# amp cutting out on ignition and high bass



## jimmacdougle (Sep 9, 2009)

I have a sony explod 250watt amp powering 2 alpine s type 6x9s.

the problem i am having seems to be random but i think its a lil more than that. when i was installing it i took e couple of shortcuts that may cause the problem but when i do something else it contradicts the first problem. I have no idea wat it could be iv tried everything i could think of.

the head deck i have has no remote wire so i hooked up the remote on the amp to the the power i have running into the amp which is coming from an accessory line from the engine bay. the amp is getting full power as i have tested it with a voltage meter. the speakers are also working when the accessory is turned on but cuts out and goes into protect mode, when i turn it up a little or turn the bass up. i got it to a level i was ok with then went to move my car thinking the problem was solved but they didnt work when i turned on the ignition:upset:. the amp went into protect mode and the led turned from green to red like it does when i turn it up. i cant work out why its doing this, iv put in heaps of new head decks, speakers, subs and amps in my own cars aswell as mates and have all worked fine. i know enough to do a lil wiring and a simple swap but this is way beyond my knowledge. somebody please help me i dont want to put the speakers back onto the head deck. :4-dontkno


----------



## jaggerwild (May 21, 2007)

The power line should be hooked into a line that always has power, the turn on lead should go to your ignition. You maybe over powering the 6X9 with an amp, as the head unit will put out enough for the 6X9.
Make sure you have a good clean ground, RCA'S run opposite of the power run.Try only hooking one speaker up see if that works, then hook in both.


----------



## jimmacdougle (Sep 9, 2009)

ok ill try hooking up the amp power to constant and the remote to the accessory, and if it still doesnt work and havent found a way to fix it or isnt to my satisfaction i think ill just put them back onto the head deck. thanks for your help jagger.


----------



## Havalilsi (May 22, 2005)

Couple questions.

1. How do you have your amp grounded and where. What size wire.
2. What size fuse is on that power wire to the amp and have you blown any fuses.
3. How is the audio signal connected to the amp. pre-amp or speaker level.

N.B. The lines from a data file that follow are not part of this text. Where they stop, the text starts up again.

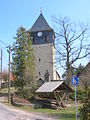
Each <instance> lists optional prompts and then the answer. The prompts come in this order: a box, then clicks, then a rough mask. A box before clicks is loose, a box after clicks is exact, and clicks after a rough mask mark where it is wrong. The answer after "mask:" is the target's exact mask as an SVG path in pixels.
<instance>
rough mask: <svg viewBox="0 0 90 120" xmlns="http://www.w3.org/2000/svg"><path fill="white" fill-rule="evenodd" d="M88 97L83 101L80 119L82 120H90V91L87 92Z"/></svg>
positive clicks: (80, 109) (80, 110)
mask: <svg viewBox="0 0 90 120" xmlns="http://www.w3.org/2000/svg"><path fill="white" fill-rule="evenodd" d="M86 93H87V94H86V97H85V98H84V99H82V102H83V106H82V107H81V108H80V118H81V120H89V119H90V118H89V119H88V113H90V89H89V90H88V91H86Z"/></svg>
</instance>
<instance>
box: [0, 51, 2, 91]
mask: <svg viewBox="0 0 90 120" xmlns="http://www.w3.org/2000/svg"><path fill="white" fill-rule="evenodd" d="M1 88H2V49H1V81H0V89H1Z"/></svg>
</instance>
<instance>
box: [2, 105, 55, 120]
mask: <svg viewBox="0 0 90 120" xmlns="http://www.w3.org/2000/svg"><path fill="white" fill-rule="evenodd" d="M0 120H55V119H53V118H49V117H47V116H43V115H41V114H38V113H29V112H25V111H22V110H17V109H12V108H10V107H8V106H6V105H4V104H3V103H0Z"/></svg>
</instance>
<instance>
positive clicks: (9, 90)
mask: <svg viewBox="0 0 90 120" xmlns="http://www.w3.org/2000/svg"><path fill="white" fill-rule="evenodd" d="M10 85H11V80H10V45H9V80H8V103H11V95H10Z"/></svg>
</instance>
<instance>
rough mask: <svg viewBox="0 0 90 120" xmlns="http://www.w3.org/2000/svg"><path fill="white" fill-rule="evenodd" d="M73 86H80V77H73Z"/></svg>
mask: <svg viewBox="0 0 90 120" xmlns="http://www.w3.org/2000/svg"><path fill="white" fill-rule="evenodd" d="M72 84H73V85H77V84H78V77H77V76H76V75H75V76H73V78H72Z"/></svg>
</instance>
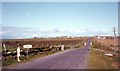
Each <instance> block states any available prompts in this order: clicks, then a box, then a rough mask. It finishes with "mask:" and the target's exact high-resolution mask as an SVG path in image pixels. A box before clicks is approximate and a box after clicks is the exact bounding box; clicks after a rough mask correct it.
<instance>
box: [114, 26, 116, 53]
mask: <svg viewBox="0 0 120 71" xmlns="http://www.w3.org/2000/svg"><path fill="white" fill-rule="evenodd" d="M115 32H116V30H115V27H114V49H115V48H116V33H115ZM115 52H116V51H115Z"/></svg>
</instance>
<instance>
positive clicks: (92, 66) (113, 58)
mask: <svg viewBox="0 0 120 71" xmlns="http://www.w3.org/2000/svg"><path fill="white" fill-rule="evenodd" d="M89 68H90V69H117V63H116V62H115V61H114V58H113V57H108V56H104V55H103V53H101V52H99V51H96V50H93V49H92V50H91V52H90V56H89Z"/></svg>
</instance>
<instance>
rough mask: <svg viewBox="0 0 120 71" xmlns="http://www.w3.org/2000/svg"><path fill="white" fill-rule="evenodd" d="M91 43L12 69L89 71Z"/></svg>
mask: <svg viewBox="0 0 120 71" xmlns="http://www.w3.org/2000/svg"><path fill="white" fill-rule="evenodd" d="M90 42H91V40H90V39H88V41H87V42H86V43H87V44H86V45H85V46H84V47H82V48H77V49H74V50H70V51H65V52H62V53H57V54H55V55H50V56H46V57H43V58H38V59H35V60H32V61H31V62H29V63H21V64H18V65H16V66H15V67H13V68H12V69H87V68H88V56H89V52H90V50H89V49H90Z"/></svg>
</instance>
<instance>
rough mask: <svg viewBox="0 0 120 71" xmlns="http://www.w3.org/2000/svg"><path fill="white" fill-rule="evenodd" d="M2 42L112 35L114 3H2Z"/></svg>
mask: <svg viewBox="0 0 120 71" xmlns="http://www.w3.org/2000/svg"><path fill="white" fill-rule="evenodd" d="M1 25H2V31H1V32H0V34H1V35H2V38H3V39H14V38H33V37H55V36H95V35H113V27H116V31H117V29H118V3H117V2H3V3H2V24H1Z"/></svg>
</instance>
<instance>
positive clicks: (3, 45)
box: [3, 44, 6, 53]
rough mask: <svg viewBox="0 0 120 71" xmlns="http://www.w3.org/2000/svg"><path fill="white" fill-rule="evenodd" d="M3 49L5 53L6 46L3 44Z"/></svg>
mask: <svg viewBox="0 0 120 71" xmlns="http://www.w3.org/2000/svg"><path fill="white" fill-rule="evenodd" d="M3 48H4V51H5V53H6V45H5V44H3Z"/></svg>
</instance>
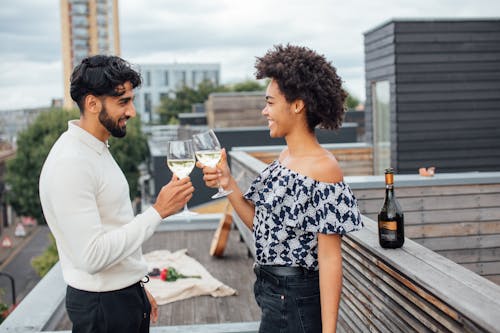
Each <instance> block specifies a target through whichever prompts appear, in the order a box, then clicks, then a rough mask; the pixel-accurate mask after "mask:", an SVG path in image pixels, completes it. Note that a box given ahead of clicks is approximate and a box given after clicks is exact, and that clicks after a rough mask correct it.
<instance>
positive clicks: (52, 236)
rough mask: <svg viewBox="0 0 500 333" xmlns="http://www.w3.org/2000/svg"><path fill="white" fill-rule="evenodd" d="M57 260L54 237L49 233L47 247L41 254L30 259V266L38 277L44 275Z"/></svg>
mask: <svg viewBox="0 0 500 333" xmlns="http://www.w3.org/2000/svg"><path fill="white" fill-rule="evenodd" d="M57 261H59V254H58V253H57V246H56V242H55V240H54V237H53V236H52V235H50V244H49V247H48V248H47V249H46V250H45V252H43V253H42V254H41V255H39V256H37V257H35V258H33V259H32V260H31V266H32V267H33V269H34V270H35V272H37V274H38V275H39V276H40V277H44V276H45V274H47V273H48V271H50V269H51V268H52V266H54V265H55V264H56V263H57Z"/></svg>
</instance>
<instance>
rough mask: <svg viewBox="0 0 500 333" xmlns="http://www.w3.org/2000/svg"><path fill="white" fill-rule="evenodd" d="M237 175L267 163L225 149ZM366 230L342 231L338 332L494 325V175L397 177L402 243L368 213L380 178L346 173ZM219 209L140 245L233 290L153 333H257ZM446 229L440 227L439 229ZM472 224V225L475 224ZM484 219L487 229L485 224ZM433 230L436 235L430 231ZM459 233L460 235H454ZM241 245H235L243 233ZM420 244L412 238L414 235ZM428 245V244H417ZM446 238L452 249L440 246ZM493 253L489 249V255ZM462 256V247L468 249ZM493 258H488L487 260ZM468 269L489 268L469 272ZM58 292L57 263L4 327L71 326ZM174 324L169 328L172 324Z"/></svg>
mask: <svg viewBox="0 0 500 333" xmlns="http://www.w3.org/2000/svg"><path fill="white" fill-rule="evenodd" d="M231 157H232V159H231V168H232V170H233V173H234V174H242V175H243V176H242V177H241V178H240V180H239V181H240V185H241V187H243V188H244V187H247V186H248V184H249V182H250V181H251V180H252V179H253V178H254V177H255V175H256V174H257V173H258V172H259V171H260V170H261V169H262V168H263V167H265V163H263V162H262V161H260V160H258V159H256V158H255V157H254V156H252V155H250V154H249V153H247V152H245V151H244V149H238V150H233V151H232V152H231ZM346 181H347V182H348V183H349V184H350V185H351V187H352V188H353V191H354V193H355V194H356V195H357V196H358V199H359V201H360V207H361V209H362V210H363V212H364V214H365V215H364V217H363V220H364V223H365V226H366V227H365V228H364V229H363V230H362V231H360V232H357V233H354V234H351V235H348V236H346V237H344V238H343V245H342V248H343V257H344V263H343V269H344V281H343V290H342V302H341V308H340V316H339V330H338V331H339V332H405V333H406V332H500V316H499V315H498V314H499V313H500V286H499V285H498V284H496V283H494V282H493V281H495V282H497V280H496V278H495V277H494V276H495V275H496V274H500V272H499V273H495V271H496V268H497V267H498V265H499V264H498V259H499V258H498V255H495V254H494V253H498V252H495V251H498V248H499V247H500V242H499V239H500V238H499V235H500V231H499V225H500V221H499V220H500V218H499V216H498V212H499V211H500V208H499V207H500V200H498V198H500V172H488V173H480V172H478V173H457V174H442V175H440V174H437V175H436V176H435V177H433V178H423V177H420V176H418V175H408V176H397V177H396V179H395V182H396V184H397V185H396V186H397V190H396V191H397V194H398V196H399V197H400V200H401V204H402V206H403V209H404V210H405V218H406V223H407V228H408V230H409V234H410V235H412V238H414V239H415V240H416V241H414V240H412V239H406V241H405V245H404V247H403V248H401V249H396V250H386V249H382V248H380V246H379V245H378V238H377V229H376V222H375V221H373V220H372V219H371V218H370V217H373V214H374V211H376V209H378V208H376V207H378V205H379V204H380V202H381V197H382V196H383V194H380V193H383V179H382V177H380V176H350V177H346ZM219 219H220V215H217V214H215V215H202V216H201V217H200V218H199V219H195V221H193V222H191V223H186V222H185V221H165V223H162V225H161V227H160V228H159V229H158V230H157V233H156V234H155V235H154V236H153V237H152V239H151V240H150V241H148V242H147V243H146V244H145V246H144V252H148V251H150V250H153V249H161V248H165V247H167V248H170V246H171V248H172V249H174V250H175V249H177V248H185V247H186V248H188V249H189V251H190V253H191V255H192V256H193V257H195V258H196V259H198V260H199V261H200V262H201V263H203V264H204V265H205V267H206V268H207V269H208V270H209V271H210V272H211V273H212V274H213V275H214V276H215V277H216V278H218V279H220V280H221V281H222V282H224V283H226V284H228V285H229V286H231V287H233V288H236V289H238V291H239V295H238V296H230V297H224V298H220V299H211V298H208V297H199V298H196V299H191V300H186V301H182V302H178V303H173V304H171V305H166V306H162V307H161V309H160V312H161V315H160V321H159V323H158V324H157V325H156V326H155V327H153V329H152V332H165V333H167V332H169V333H170V332H177V333H180V332H186V333H187V332H214V333H215V332H221V333H222V332H226V333H227V332H233V333H237V332H257V329H258V322H257V321H258V318H259V311H258V309H257V308H256V304H255V301H254V300H253V295H252V292H251V286H252V283H253V274H252V273H251V263H252V261H253V259H252V258H251V257H249V256H248V253H250V254H251V255H252V254H253V242H252V240H251V234H250V231H249V230H248V229H246V228H245V227H243V226H242V223H241V221H240V220H239V218H238V216H237V215H234V214H233V219H234V225H235V226H236V228H237V229H236V230H232V231H231V232H230V236H231V237H230V242H229V244H228V247H227V249H226V253H225V257H224V258H222V259H214V258H211V257H210V256H209V255H208V251H207V250H208V248H209V242H210V240H211V237H212V234H213V229H214V228H215V225H216V224H217V221H218V220H219ZM443 226H444V228H440V227H443ZM472 226H475V228H473V227H472ZM482 226H485V227H482ZM435 230H438V232H437V233H433V231H435ZM462 230H465V231H467V234H465V235H459V234H458V233H459V232H460V231H462ZM240 238H241V239H242V240H243V241H244V242H240V241H239V239H240ZM417 241H418V242H417ZM422 244H424V245H425V246H424V245H422ZM442 244H448V245H447V246H448V247H449V248H447V249H443V246H441V245H442ZM434 245H436V246H438V248H437V249H436V251H441V252H442V254H443V255H449V254H450V253H454V251H462V252H455V258H457V257H460V256H463V257H464V258H465V257H466V258H468V259H467V260H468V261H469V263H468V264H470V263H471V262H470V260H472V259H473V258H475V260H476V264H472V265H469V266H468V265H467V263H462V265H459V264H457V263H455V262H453V261H452V260H450V259H447V258H446V257H444V256H443V255H441V254H439V253H437V252H435V251H433V250H432V246H434ZM485 251H486V252H488V251H490V254H489V255H486V254H485V253H486V252H485ZM467 253H468V254H467ZM486 263H490V264H488V265H487V264H486ZM474 267H483V268H485V267H488V268H487V271H486V270H484V271H481V270H479V271H478V272H477V273H479V274H483V275H484V276H485V277H487V278H489V279H490V280H491V281H490V280H488V279H486V278H485V277H482V276H480V275H479V274H476V273H475V272H473V270H471V269H474ZM64 290H65V285H64V282H63V281H62V278H61V274H60V269H59V268H58V267H57V266H56V267H55V268H54V269H52V270H51V272H50V273H49V274H48V275H47V276H46V277H45V278H44V279H43V280H42V281H41V282H40V283H39V284H38V285H37V286H36V288H35V289H34V290H33V291H32V292H31V293H30V294H29V295H28V296H27V297H26V298H25V300H24V301H23V302H22V303H21V304H20V305H19V307H18V308H17V309H16V310H15V311H14V312H13V313H12V314H11V315H10V316H9V317H8V318H7V320H6V321H5V322H4V323H3V324H2V326H0V330H3V331H5V332H41V331H45V332H46V331H54V330H58V329H66V330H67V329H69V327H68V326H67V323H66V324H65V323H64V304H63V299H64ZM171 325H173V326H171Z"/></svg>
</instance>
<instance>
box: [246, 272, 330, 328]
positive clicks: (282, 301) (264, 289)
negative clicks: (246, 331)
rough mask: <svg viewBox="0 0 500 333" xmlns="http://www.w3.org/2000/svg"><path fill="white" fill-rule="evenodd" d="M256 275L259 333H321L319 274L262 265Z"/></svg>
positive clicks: (320, 306)
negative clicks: (260, 314) (259, 319)
mask: <svg viewBox="0 0 500 333" xmlns="http://www.w3.org/2000/svg"><path fill="white" fill-rule="evenodd" d="M254 272H255V275H256V276H257V280H256V281H255V285H254V293H255V300H256V301H257V304H258V305H259V307H260V309H261V310H262V317H261V321H260V326H259V333H321V328H322V325H321V301H320V290H319V272H317V271H309V270H307V269H304V268H299V267H282V266H259V265H255V266H254Z"/></svg>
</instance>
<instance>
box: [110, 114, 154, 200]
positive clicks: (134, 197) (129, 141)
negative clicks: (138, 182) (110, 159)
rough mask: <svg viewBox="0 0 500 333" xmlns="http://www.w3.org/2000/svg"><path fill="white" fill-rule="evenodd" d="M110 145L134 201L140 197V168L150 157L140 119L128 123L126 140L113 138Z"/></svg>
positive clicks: (118, 138)
mask: <svg viewBox="0 0 500 333" xmlns="http://www.w3.org/2000/svg"><path fill="white" fill-rule="evenodd" d="M109 145H110V148H109V150H110V151H111V154H112V155H113V157H114V158H115V160H116V162H117V163H118V165H119V166H120V168H121V169H122V171H123V173H124V174H125V177H126V178H127V181H128V185H129V188H130V198H131V199H133V198H135V197H136V196H138V195H140V193H139V186H138V185H139V183H138V181H139V169H138V166H139V164H140V163H141V162H143V161H145V160H146V159H147V158H148V156H149V148H148V141H147V138H146V135H145V134H144V133H143V132H142V131H141V120H140V119H139V117H136V118H134V119H130V120H129V121H128V122H127V135H125V137H124V138H113V137H111V138H110V139H109Z"/></svg>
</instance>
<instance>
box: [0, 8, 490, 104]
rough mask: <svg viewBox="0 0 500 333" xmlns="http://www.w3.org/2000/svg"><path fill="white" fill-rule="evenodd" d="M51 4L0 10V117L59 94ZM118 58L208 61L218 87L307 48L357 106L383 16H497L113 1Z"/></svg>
mask: <svg viewBox="0 0 500 333" xmlns="http://www.w3.org/2000/svg"><path fill="white" fill-rule="evenodd" d="M59 3H60V1H59V0H16V1H3V2H2V5H1V6H0V110H6V109H16V108H22V107H36V106H46V105H49V104H50V100H51V98H61V96H62V89H63V84H62V63H61V37H60V36H61V30H60V9H59ZM119 13H120V34H121V45H122V57H123V58H125V59H127V60H129V61H130V62H132V63H136V64H140V63H171V62H217V63H220V64H221V79H222V83H230V82H237V81H241V80H244V79H247V78H253V73H254V69H253V64H254V62H255V56H260V55H262V54H264V53H265V51H266V50H267V49H269V48H271V47H272V45H274V44H277V43H292V44H299V45H304V46H308V47H310V48H312V49H315V50H316V51H318V52H319V53H321V54H324V55H325V56H326V57H327V58H328V60H330V61H332V63H333V64H334V66H336V67H337V70H338V72H339V74H340V75H341V77H342V79H343V80H344V83H345V85H346V87H347V89H348V90H349V91H350V92H351V93H352V94H353V95H355V96H357V97H358V98H360V99H364V97H365V92H364V57H363V33H364V32H366V31H368V30H371V29H372V28H374V27H376V26H378V25H380V24H382V23H384V22H386V21H388V20H390V19H393V18H398V19H408V18H491V17H497V18H498V17H500V1H498V0H418V1H415V0H384V1H373V0H347V1H339V0H309V1H307V0H283V1H278V0H248V1H242V0H143V1H137V0H119Z"/></svg>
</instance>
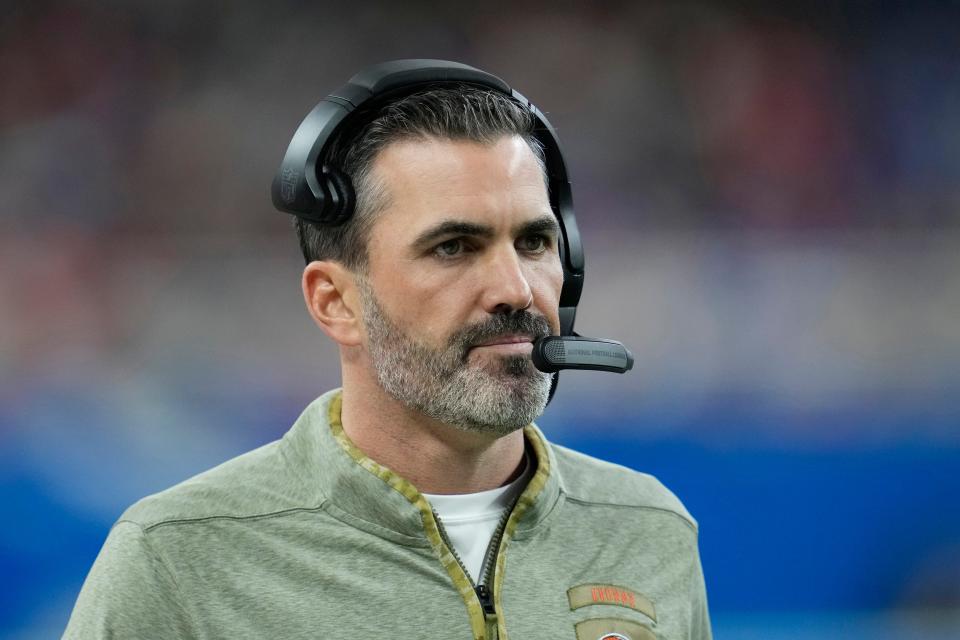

Bad grounds can cause all kinds of havoc and cause the system to go into protection. The ground wire should be as short as possible and grounded to the body of the car. Even if 14V show at the amp, if the ground is bad it won't get a consistent current flow to keep the voltage up and the voltage will sink when the amp demands more current. This is impossible to measure with a voltmeter.

Its fine to have the remote for the amp on the a wire controlled by the ignition, but the power to the amp NEEDS to have its own source directly from the battery. And that wire should be fused close to the battery to protect you car.


----------



## carsey (Aug 19, 2006)

There is nothing wrong with sticking a amp on 6x9s and most 6x9s that are any decent will have a bit more than the RMS your headunit can kick out which is likely to be about 15-20WRMS per channel.

You need to wire your amp in the following order.

+12V - This will go to the Positive (+) on the battery with a appropriate fuse no more than 12" (30cm) from the terminal connection at the battery.

-12V or GND - This needs to go to a good solid bare metal part of the chassis in the car. Make sure that it is clamped down tightly to ensure good connection.

Ign or remote - This can be connected to the remote turn on in your headunit loom or ANY switched 12V supply when the ignition is turned on.


To me, if the amp is going into protect when its turned up, it means the gains are set wrong on the amp. Turn them all back down to 0, minimum and turn your headunit up to 3/4 volume or when it starts to distort. If it starts to distort, knock it down a few clicks so the audio is clear.

The, slowly turn up your gains until the 6x9s begin to distort. Once they start to distort, you know you have gone too far and you should turn the gain down 1/8 to 2/8 turns so the sound is crisp and clear.

Do the above and you can limit out any user problems and you can try and figure out which piece of hardware is causing the problem.


----------



## lcurle (Oct 5, 2008)

what is the filter set at on the amp? How big is the power cable and ground cable? Is the amp a 2 channel? If so what is the wattage of the speakers and how are they wired. Most likely a power or Ohms issue.


----------